Red Hat Summit: "The Desktop Paradigm is Dead"
You have to wonder what the heck Red Hat is thinking when CTO and VP of Engineering Brian Stevens says to the keynote attendees "we believe the desktop paradigm is dead."
Stevens made that public statement in response to a question from eWeek's Peter Galli, who must have tracked Stevens down as the reception last night after I ran into Galli as I was leaving the reception. Peter's a good journalist, and asked a good question: "when is Red Hat going to move to the desktop?"
Stevens' strong reply in this morning's keynote illustrates a larger point. While we now have to sort through all of the corporate-speak and find out what Stevens meant by they're going to move to a more collaborative and cooperative environment and harness online services to build a "online desktop," his statement is indicative of something that we are going to see a lot of from Red Hat in the near term.
If you ask when Red Hat is going to play in a particular sandbox, the answer you are likely going to get is: they will be building their own sandbox instead.
Red Hat is not going to try to go head-to-head with individual companies and technologies on their competitors' terms. Instead, this looks to be a company that wants to define the rules of its own game.
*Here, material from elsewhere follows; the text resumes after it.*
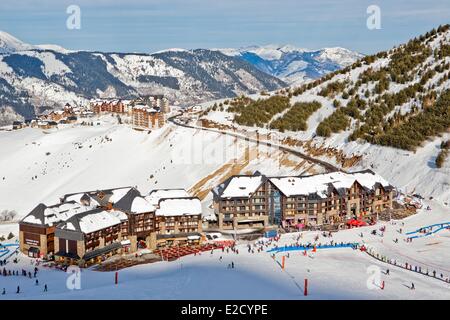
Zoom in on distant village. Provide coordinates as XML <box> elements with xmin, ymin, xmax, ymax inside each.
<box><xmin>10</xmin><ymin>95</ymin><xmax>171</xmax><ymax>131</ymax></box>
Red Hat doesn't want to follow the crowd on the desktop. They want to start using the application services model they picked up from their JBoss acquisition and shift that from the middleware space over to the client space.
They're being kind of cagey about it, with no real timelines or roadmaps yet. The only thing I heard during the keynote was from Brian Stevens who said that these online services would start showing up around Fedora 8.
There's going to be an press conference again at noon where I think they're going to specify some of these client issues, and talk more about their whole services oriented application model. More later.



I suggest that you not give much credence to vendors discussing non-existent products. The key to these types of announcements is to figure out who the audience is. In this case, it is not customers, because the customers have already told RedHat what they want, and it isn't RedHat desktop.
So they are really talking to competitors, and that would be primarily Novell and Canonical. Now, those 2 have to consider what their response will be. Maybe RedHat is just planning to supply Point of Service and/or kiosk terminals and slapping a fancy brand name on them. Or maybe they are looking to build on their JBoss investment by supplying low end workstations that are custom designed to interface with AJAX web apps. Or maybe they are just going to rename RedHat desktop, stuff it in a bottle, and throw it in the ocean.
But Novell and Canonical have to spend at least a few cycles preparing for whatever is announced, and that takes away from their efforts in the server market, which is RedHat's bread and butter. So it is really just low grade FUD.
Later . . . Jim
Wow, looks like I should go get that free eval of SUSE Linux Enterprise Desktop I've been procrastinating about, now that RH has declared that all those boxes in my org are now obsoleted...
Sooo, RH is going to be competing with Google now? I'm betting on da 'Goog winning this one.